When an employee takes a government job that requires divesting of assets in order to prevent conflicts of interest—as the role of Treasury Secretary certainly would, and did for the current holder of that office, Steven Mnuchin—J.P. Morgan’s policy fast-tracks the vesting of the employee’s stock awards. That means the person would receive the full value of his or her earned compensation—which is normally contingent upon continued service at the firm, and vests over time—right away.
In Dimon’s case, had he taken the Treasury job, he would have been entitled to a lump sum payout of $67.8 million, according to J.P. Morgan’s filing. That’s the value of the unvested stock compensation that he would have been forced to divest when he joined the Trump administration.
J.P. Morgan’s provision for compensating employees who leave to serve in government—a practice so common on Wall Street that it has become known as the proverbial “revolving door”—has become a point of contention in recent years, not only at the bank but for the industry as a whole.
For the third year in a row, the AFL-CIO, which represents labor unions and invests on their behalf, has submitted a shareholder proposal on J.P. Morgan’s proxy ballot calling for the bank to end what the group calls a “Government Service Golden Parachute.” In its proposal, the AFL-CIO argues, “In our view, the vesting of equity awards that would otherwise be forfeited after a voluntary termination is a windfall payment, not a form of deferred compensation for previous service.”
The controversy arose after former Treasury Secretary Jack Lew, who preceded Mnuchin, received a bonus from Citigroup (C) when he left the bank to work for the Obama administration in 2013. The AFL-CIO has since targeted seven big banks, including Goldman Sachs (GS) and Bank of America (BAC) along with Citi and J.P. Morgan, with similar demands.
J.P. Morgan, however, is recommending that shareholders vote against the AFL-CIO’s proposal for a third time this year. “Our Government Office distribution provisions do not create a windfall,” the company’s board writes in a rebuttal to the proxy proposal, pointing out that the payments represent compensation that was already earned, not additional bonuses. “Our compensation program shows respect for those choosing to enter public service and is intended to enable us to hire the best and brightest employees,” the board’s statement continues. “While we do not want to lose these employees, we also believe that they should not be impeded from pursuing public service.”
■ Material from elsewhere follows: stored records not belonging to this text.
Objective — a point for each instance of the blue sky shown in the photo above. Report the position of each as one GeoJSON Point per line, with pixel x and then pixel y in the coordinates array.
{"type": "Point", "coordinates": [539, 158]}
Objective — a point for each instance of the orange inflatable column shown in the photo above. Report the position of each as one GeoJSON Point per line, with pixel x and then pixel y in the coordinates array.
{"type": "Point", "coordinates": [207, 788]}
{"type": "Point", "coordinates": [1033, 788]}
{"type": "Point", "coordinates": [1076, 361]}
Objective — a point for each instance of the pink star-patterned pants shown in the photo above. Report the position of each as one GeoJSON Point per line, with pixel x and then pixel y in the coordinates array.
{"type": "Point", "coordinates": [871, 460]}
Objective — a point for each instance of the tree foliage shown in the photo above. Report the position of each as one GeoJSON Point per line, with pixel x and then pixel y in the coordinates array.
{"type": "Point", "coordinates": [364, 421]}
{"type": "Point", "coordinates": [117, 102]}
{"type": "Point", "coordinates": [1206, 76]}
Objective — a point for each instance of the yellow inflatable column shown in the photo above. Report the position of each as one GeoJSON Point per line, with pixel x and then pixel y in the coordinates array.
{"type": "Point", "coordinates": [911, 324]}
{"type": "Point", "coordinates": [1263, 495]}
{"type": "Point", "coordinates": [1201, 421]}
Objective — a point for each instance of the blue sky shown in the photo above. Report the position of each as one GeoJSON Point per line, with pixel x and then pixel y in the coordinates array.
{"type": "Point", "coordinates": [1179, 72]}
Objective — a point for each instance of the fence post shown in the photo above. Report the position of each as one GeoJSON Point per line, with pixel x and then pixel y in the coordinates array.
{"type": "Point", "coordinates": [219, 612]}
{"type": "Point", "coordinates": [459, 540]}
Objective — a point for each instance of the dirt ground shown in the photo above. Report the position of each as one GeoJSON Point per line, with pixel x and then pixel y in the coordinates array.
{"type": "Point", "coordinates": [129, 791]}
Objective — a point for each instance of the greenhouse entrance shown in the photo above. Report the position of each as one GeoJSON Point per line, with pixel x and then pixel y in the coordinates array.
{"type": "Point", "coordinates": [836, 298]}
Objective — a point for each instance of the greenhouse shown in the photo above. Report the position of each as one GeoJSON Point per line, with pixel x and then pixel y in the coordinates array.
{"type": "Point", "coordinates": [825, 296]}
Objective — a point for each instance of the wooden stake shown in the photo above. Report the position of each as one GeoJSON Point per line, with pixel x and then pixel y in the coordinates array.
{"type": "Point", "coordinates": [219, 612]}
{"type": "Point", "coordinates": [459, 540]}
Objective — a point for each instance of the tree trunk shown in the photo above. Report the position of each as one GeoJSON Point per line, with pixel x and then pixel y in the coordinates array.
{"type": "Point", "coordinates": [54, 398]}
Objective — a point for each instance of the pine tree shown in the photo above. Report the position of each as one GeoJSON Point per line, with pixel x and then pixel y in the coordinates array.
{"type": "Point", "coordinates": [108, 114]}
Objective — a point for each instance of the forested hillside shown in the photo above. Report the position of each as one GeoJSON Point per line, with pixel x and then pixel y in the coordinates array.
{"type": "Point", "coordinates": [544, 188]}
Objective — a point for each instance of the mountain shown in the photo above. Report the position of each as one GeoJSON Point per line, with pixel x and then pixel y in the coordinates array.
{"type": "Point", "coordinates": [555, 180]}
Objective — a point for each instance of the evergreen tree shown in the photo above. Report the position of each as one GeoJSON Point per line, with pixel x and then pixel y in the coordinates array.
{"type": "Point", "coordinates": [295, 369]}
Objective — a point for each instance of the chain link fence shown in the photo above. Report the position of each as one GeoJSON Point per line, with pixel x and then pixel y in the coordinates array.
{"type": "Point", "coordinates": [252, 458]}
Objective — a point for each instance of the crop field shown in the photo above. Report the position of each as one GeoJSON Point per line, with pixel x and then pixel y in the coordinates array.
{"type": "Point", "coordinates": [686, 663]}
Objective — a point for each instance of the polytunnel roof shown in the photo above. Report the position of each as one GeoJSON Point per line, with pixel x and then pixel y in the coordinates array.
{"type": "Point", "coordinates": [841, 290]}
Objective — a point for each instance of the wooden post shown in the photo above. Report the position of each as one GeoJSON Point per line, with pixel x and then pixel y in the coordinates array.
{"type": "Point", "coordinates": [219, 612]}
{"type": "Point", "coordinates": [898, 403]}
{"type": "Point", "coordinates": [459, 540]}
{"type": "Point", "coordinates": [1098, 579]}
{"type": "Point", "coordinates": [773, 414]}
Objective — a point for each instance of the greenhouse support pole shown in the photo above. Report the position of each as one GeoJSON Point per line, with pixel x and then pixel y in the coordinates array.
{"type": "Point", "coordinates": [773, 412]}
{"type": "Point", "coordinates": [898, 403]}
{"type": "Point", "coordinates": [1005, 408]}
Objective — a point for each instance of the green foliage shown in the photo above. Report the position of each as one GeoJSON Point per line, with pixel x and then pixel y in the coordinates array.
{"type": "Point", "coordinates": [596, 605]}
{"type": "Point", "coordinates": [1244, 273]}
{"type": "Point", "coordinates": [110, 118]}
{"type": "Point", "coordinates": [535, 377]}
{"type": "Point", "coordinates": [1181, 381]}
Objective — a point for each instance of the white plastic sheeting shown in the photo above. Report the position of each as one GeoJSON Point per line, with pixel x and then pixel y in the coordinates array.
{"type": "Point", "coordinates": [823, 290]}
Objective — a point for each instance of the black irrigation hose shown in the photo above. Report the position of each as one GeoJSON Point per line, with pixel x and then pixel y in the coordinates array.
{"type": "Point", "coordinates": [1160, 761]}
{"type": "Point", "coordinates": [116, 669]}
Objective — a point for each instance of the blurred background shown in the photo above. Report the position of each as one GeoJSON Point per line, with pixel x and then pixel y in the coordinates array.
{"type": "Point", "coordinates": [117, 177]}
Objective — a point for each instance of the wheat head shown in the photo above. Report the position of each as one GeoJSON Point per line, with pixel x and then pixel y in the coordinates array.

To be sure, J.P. Morgan would pay Dimon the same amount in stock compensation whether the CEO went into government or simply resigned, or even (under most circumstances) if he was fired. The difference with the government office provision, though, is that the bank would pay it out all at once, whereas Dimon would otherwise have to wait for the stock to vest on its normal timetable. For at least some of his stock awards, that won’t be for another two years.
Dimon, whose current net worth is $1.3 billion, according to Bloomberg data, doesn’t appear to regret his choice of delayed gratification, nor opting out of the White House. (He admitted this week that he doesn’t always agree with Trump, but is still rooting for the President’s success.)
Goldman Sachs, on the other hand, had to confront the revolving door compensation issue this year when its president and chief operating officer Gary Cohn resigned to accept a position as an economic advisor in the White House. Cohn’s parting gift: A check for $85 million, including $65 million for Goldman stock that Cohn cashed out of in order to avoid conflicts of interest.
But there’s one reason that Goldman’s payout to Cohn may have been less controversial than Dimon’s potentially would have been. All of Cohn’s stock awards had already vested, the bank made clear in its own proxy filing. So while Goldman paid Cohn sooner and in a different form than it had initially planned, there was little doubt that it owed its former COO the money no matter what.